What Makes Korean BBQ Different?

Korean BBQ — known as gogi-gui (고기구이), literally "meat roasting" — is distinguished by one defining feature: you cook the meat yourself at a grill built into your table. This transforms dining into an interactive, social event. Add the parade of small side dishes (banchan) and an array of dipping sauces, and you have a meal that's as much about experience as flavor.

The Essential Cuts to Know

Samgyeopsal (삼겹살) — Pork Belly

The most popular choice for casual Korean BBQ. Thick slices of uncured pork belly are grilled until crispy on the outside, then typically wrapped in a lettuce or perilla leaf with garlic, green onion, and ssamjang (fermented paste). Simple, rich, and deeply satisfying.

Bulgogi (불고기) — Marinated Beef

Thinly sliced beef marinated in a blend of soy sauce, sesame oil, pear or apple (for tenderizing), garlic, and sugar. Bulgogi cooks quickly and is often sweeter in profile than other cuts — a great starting point for newcomers.

Galbi (갈비) — Short Ribs

Flanken-cut beef short ribs marinated in a similar sweet-savory sauce. The meat caramelizes beautifully on the grill and pulls easily from the bone.
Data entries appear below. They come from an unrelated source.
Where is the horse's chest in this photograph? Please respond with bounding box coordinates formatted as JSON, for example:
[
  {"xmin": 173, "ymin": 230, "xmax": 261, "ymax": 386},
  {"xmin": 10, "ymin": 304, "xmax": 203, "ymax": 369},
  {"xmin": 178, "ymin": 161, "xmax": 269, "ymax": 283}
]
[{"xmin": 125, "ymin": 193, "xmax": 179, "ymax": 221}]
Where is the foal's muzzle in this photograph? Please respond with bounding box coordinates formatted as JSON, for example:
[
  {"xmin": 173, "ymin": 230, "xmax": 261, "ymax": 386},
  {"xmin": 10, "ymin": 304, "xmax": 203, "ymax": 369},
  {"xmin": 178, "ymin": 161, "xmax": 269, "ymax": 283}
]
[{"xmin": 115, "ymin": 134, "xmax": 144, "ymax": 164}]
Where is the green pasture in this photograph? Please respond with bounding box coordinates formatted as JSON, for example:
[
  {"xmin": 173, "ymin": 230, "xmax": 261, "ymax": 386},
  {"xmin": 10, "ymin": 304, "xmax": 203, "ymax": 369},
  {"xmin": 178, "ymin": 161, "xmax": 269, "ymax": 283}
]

Chadolbaegi — Beef Brisket

Paper-thin, unmarinated slices of brisket that cook in seconds on the grill. Dipped in sesame oil and salt, then wrapped in a lettuce leaf — this is for those who want pure, clean beef flavor.

Understanding Banchan (Side Dishes)

No Korean BBQ table is complete without banchan — small communal dishes served alongside the main grill. Common staples include:

  • Kimchi: Fermented napa cabbage — the cornerstone of Korean cuisine
  • Kongnamul: Seasoned soybean sprouts
  • Japchae: Sweet potato glass noodles stir-fried with vegetables
  • Pajeon: Savory scallion pancake
  • Doenjang jjigae: Fermented soybean paste stew, served bubbling hot

Banchan are refillable — don't hesitate to ask for more of what you love.

The Wrapping Ritual: Making a Ssam

One of the most enjoyable parts of Korean BBQ is building your own ssam (wrap). Here's the basic formula:

  1. Hold a lettuce or perilla leaf in your palm
  2. Add a piece of freshly grilled meat
  3. Dab on a small amount of ssamjang or doenjang
  4. Add a sliver of raw garlic and a pinch of green onion salad
  5. Fold and eat in one bite — the full experience in one mouthful

Drinks to Pair With Korean BBQ

  • Soju: Korea's iconic distilled spirit — clean, slightly sweet, and dangerously easy to drink
  • Makgeolli: Milky, slightly fizzy rice wine with a gentle sweetness
  • Korean beer (Maekju): Light lagers like Hite or Cass pair well with rich, fatty cuts
  • Somaek: A popular mix of soju and beer — like a Korean boilermaker

BBQ Etiquette Tips

  • The eldest at the table typically starts eating first
  • Pour drinks for others, not yourself — it's considered rude to pour your own
  • Use scissors (provided) to cut larger pieces of meat rather than tearing with chopsticks
  • Don't stick chopsticks upright in a rice bowl — this resembles funeral rites

Korean BBQ is one of the world's great communal dining experiences. Once you understand the rhythm of it — grill, wrap, dip, share — it becomes second nature, and endlessly enjoyable.